Кто-то тормошил ее за одежду. Она испуганно отшатнулась: перед ней стоял человек высокого роста, в тоге. Лица его она не могла рассмотреть: он повернулся спиной к свету, и только волосы его, скупо освещенные над ушами, поразили ее золотистым оттенком.

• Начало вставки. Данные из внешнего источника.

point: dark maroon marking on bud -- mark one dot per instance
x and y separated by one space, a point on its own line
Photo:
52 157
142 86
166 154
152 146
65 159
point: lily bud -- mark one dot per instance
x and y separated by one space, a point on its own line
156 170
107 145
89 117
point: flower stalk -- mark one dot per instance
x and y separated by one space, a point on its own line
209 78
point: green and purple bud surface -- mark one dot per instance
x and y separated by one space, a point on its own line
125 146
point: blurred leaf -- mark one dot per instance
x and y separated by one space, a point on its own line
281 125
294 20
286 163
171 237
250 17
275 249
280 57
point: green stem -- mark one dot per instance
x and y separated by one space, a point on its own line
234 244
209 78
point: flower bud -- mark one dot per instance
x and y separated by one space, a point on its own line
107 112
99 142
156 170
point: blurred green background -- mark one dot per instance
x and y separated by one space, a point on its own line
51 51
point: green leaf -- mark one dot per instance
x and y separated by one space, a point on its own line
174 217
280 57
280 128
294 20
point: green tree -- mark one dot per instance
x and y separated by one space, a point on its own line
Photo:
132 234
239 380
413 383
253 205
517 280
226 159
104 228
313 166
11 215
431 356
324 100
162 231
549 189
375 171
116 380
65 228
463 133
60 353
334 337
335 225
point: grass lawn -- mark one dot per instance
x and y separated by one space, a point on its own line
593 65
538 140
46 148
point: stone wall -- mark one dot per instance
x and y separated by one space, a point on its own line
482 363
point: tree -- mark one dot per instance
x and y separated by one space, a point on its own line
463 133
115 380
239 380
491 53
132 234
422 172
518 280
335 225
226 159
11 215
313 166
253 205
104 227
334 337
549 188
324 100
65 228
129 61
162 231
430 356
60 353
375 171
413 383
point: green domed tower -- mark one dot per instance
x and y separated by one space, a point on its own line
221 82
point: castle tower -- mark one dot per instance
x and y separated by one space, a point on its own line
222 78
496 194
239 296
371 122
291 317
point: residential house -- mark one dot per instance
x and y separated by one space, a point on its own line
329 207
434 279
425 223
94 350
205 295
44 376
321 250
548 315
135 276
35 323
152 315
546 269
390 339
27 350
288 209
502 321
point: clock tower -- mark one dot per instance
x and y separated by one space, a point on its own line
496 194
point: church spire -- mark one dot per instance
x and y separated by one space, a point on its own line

— Уже не молишься ли ты на ступенях храма? — смеясь, спросил он звучным голосом. — Проходя мимо, я подумал было, что вижу Ниобею, и потому дернул тебя за тунику.
Она молчала.
— Неужели боги лишили тебя языка? Ты, конечно, женщина из деревни и ищешь в городе работу… Но ты ничего не нашла, кроме ступеней этого храма. Что ж? Лицо твое красиво, ты молода, Венера сопутствует тебе, и ты можешь дарить ласками мужей…
— Господин мой, я не привыкла к такой жизни… Она пошатнулась (у нее кружилась голова) и чуть не упала.
— Что с тобой? — спросил он, помогая ей усесться.
— Я голодна, господин мой, я не ела… давно уже не ела…
— Встань, обопрись на меня. Я накормил тебя.
Шла за ним, как собака, не смея отстать, плохо понимая его слова.
Они остановились у фонаря, освещавшего вывеску, на которой был изображен фонтан в гуще зеленых деревьев, а у водоема девушка, кормящая гусей.
— Войдем?
Подслеповатый вольноотпущенник в старом пилее, изъеденном молью, подбежал к ним.
— Sаlve, domine noster![2] — приветствовал он, воздев с благоговением руки, как перед молитвою.
Очевидно, человек был завсегдатаем этой гостиницы, а хозяин ее — клиентом, потому что вольноотпущенник беспрерывно кланялся, и каждый раз все ниже, пятясь к середине атриума, точно перед ним стоял знаменитый муж, гордость республики.
Два светильника горели, потрескивая: один у имплювия, другой — у ларария. Пылал очаг, на нем жарилось мясо. Пахло бараньим жиром. Вода цистерны отражала буйное пламя, выбивавшееся из очага, как прядь рыжих волос, шевелимых ветром.
Тукция с любопытством взглянула на своего покровителя. Лицо его, красное, усеянное белыми пятнышками, было некрасиво, пухлые толстые губы презрительно выпячивались, только голубые глаза и золотистые волосы поражали редкой красотою.
— Приготовишь для нас кубикулюм, — говорил он, подходя к столу, — но сперва накормишь нас по-царски. Что у тебя есть?
— Жареное мясо, полента, бобовая похлебка со свининой, пирожки с начинкой, гусиная печенка…
— А вино?
— Есть и вина: хиосское, родосское и твое любимое — опимианское… Ты можешь, господин, взглянуть на тессеру и увидишь год консулата и месяц разливки в амфоры…
— Bene, bene… Perdisi iam, Tite, horam totam; diu te expecto puellae nutriendae causa.[3]
— Non me irascere, domine![4] — вскрикнул хозяин, по спешно направляясь к очагу.
Тукция набросилась на еду: она глотала кушанья не прожевывая, почти давясь, и человек с презрительной улыбкой смотрел на ее жадность. Его забавляли: и алчный взгляд женщины, и капли пота, выступившие на лбу, и порывистые движения, когда она хватала куски мяса, и слезы на глазах, когда обжигалась.
3
Хорошо, хорошо. Ты уже потерял, Тит, целый час; жду тебя долго, чтобы накормить девушку.